Chris Dunlavy looks at the career of Portsmouth legend Andy Awford
THERE is never a good time to break your leg. But for Andy Awford, it really couldn’t have been any worse.
It was September 28 1994, when Awford, then 22 and Portsmouth’s star defender, went for a 50-50 with West Brom’s hulking centre-back Gary Strodder and snapped his leg in four places.
Two years earlier, Awford had been one of a glut of home-grown youngsters who had captured the nation by taking Liverpool all the way to an FA Cup semi-final replay, losing only in a penalty shoot-out.
A year after that, those same players took Pompey to within a single point of promotion to the Premier League.
And one by one those stars were plucked away. Darren Anderton, the eldest and brightest, joined Spurs for £1.75m immediately after the Cup run.
Kit Symons went to Man City, Darryl Powell to Derby. Awford, an England Under-21 international, was the last, and the scouts peppering Fratton Park suggested the Premier League was an inevitability.
But in the split second it took Strodder to mis-time his challenge, it became an impossibility. It was 1996 when Awford eventually returned, his pace diminished and mobility gone.
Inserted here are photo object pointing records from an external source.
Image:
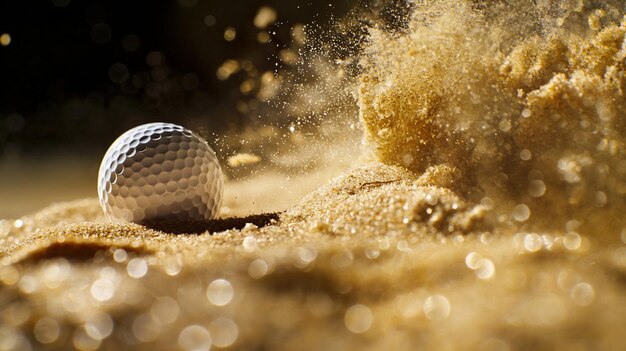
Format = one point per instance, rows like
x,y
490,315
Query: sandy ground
x,y
382,275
And in 2000, he quit the game aged just 28.
“There were four of us back then who had all had a bit of a nibble from Premier League clubs,” he says.“It was a special crop that earned the club millions. They were all sold for fortunes and I’m the only one who ended up costing the club money!
“In the end, I didn’t retire or take an insurance pay-off. It was just my body telling me it had had enough. My right knee was a mess and I’d had a neck problem since the start of the season. Truth is, if I had gone to another club I doubt I wouldn’t have passed the medical.
“It is a regret giving up playing. It has been a great life and I wouldn’t change it for the world.”
If there is a saving grace, it’s that Awford at least started early. A trainee at Pompey, he played part-time for Worcester City and in 1987, aged just 15 years and 88 days, came on as a substitute against Boreham Wood to become the youngest player in FA Cup history – a record that stands to this day.
“I was a schoolboy playing against men, but I think I held my own and it was good experience,” said Awford. “It taught me very early what the game is really about.” Less than two years later he was at it again, Pompey boss John Gregory making 16-year-old Awford the club’s youngest-ever player when he started a Division Two match against Crystal Palace.
But it was under former Oxford and Derby boss Jim Smith that Awford made the majority of his 400-plus Pompey appearances.
“He was a tremendous defender, one of the best I’ve worked with,” said Smith, who would later appoint Awford as his assistant at Oxford United.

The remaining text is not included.